An SED party plenum in July 1956 confirmed Ulbricht's leadership and presented the Second Five-Year Plan (1956-60). The plan employed the slogan "modernization, mechanization, and automation" to emphasize the new focus on technological progress. At the plenum, the regime announced its intention to develop nuclear energy, and the first nuclear reactor in East Germany was activated in 1957. The government increased industrial production quotas by 55 percent and renewed emphasis on heavy industry.

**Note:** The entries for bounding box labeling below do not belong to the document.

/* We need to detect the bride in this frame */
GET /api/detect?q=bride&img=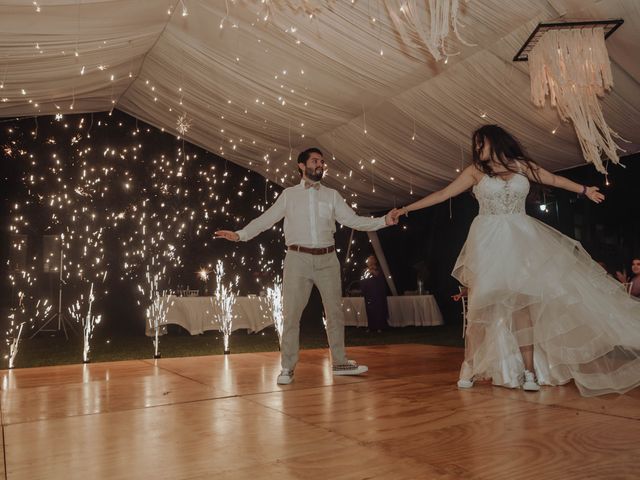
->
[397,125,640,396]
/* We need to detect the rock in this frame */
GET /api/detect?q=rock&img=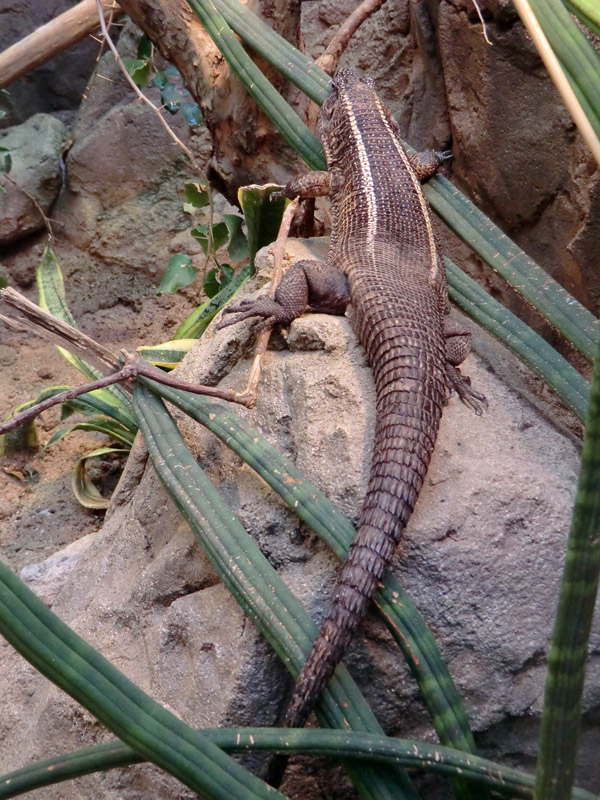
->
[0,114,67,244]
[0,245,600,800]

The Second Five-Year Plan committed East Germany to accelerated efforts toward agricultural collectivization and completion of the nationalization of the industrial sector. By 1958 the agricultural sector still consisted primarily of the 750,000 privately owned farms that comprised 70 percent of all arable land; only 6,000 Agricultural Cooperatives (Landwirtschaftliche Produktionsgenossenschaften--LPGs) had been formed. In 1958-59 the SED subjected private farmers to quota pressures and sent agitation teams to villages in an effort to encourage "voluntary" collectivization. The teams used threats, and in November and December 1959 resisting farmers were arrested by the SSD. By mid-1960 nearly 85 percent of all arable land was incorporated in more than 19,000 LPGs; state farms comprised another 6 percent. By 1961 the socialist sector produced 90 percent of East Germany's agricultural products. An extensive economic management reform by the SED in February 1958 included the transfer of a large number of industrial ministries to the State Planning Commission. In order to accelerate the nationalization of industry, the SED offered entrepreneurs 50-percent partnership incentives for transforming their firms into VEBs. At the close of 1960, private enterprise controlled only 9 percent of total industrial production. Production Cooperatives (Produktionsgenossenschaften--PGs) incorporated one-third of the artisan sector during 1960-61, a rise from 6 percent in 1958.
The Second Five-Year Plan encountered difficulties, and the regime replaced it with the Seven-Year Plan (1959-65). The new plan aimed at achieving West Germany's per capita production by the end of 1961, set higher production quotas, and called for an 85 percent increase in labor productivity. Emigration again increased, totaling 143,000 in 1959 and 199,000 in 1960. The majority of the emigrants were workers, and 50 percent were under 25 years of age. The labor drain, which had exceeded a total of 2.5 million citizens between 1949 and 1961, resulted in the August 1961 SED decision to build the Berlin Wall.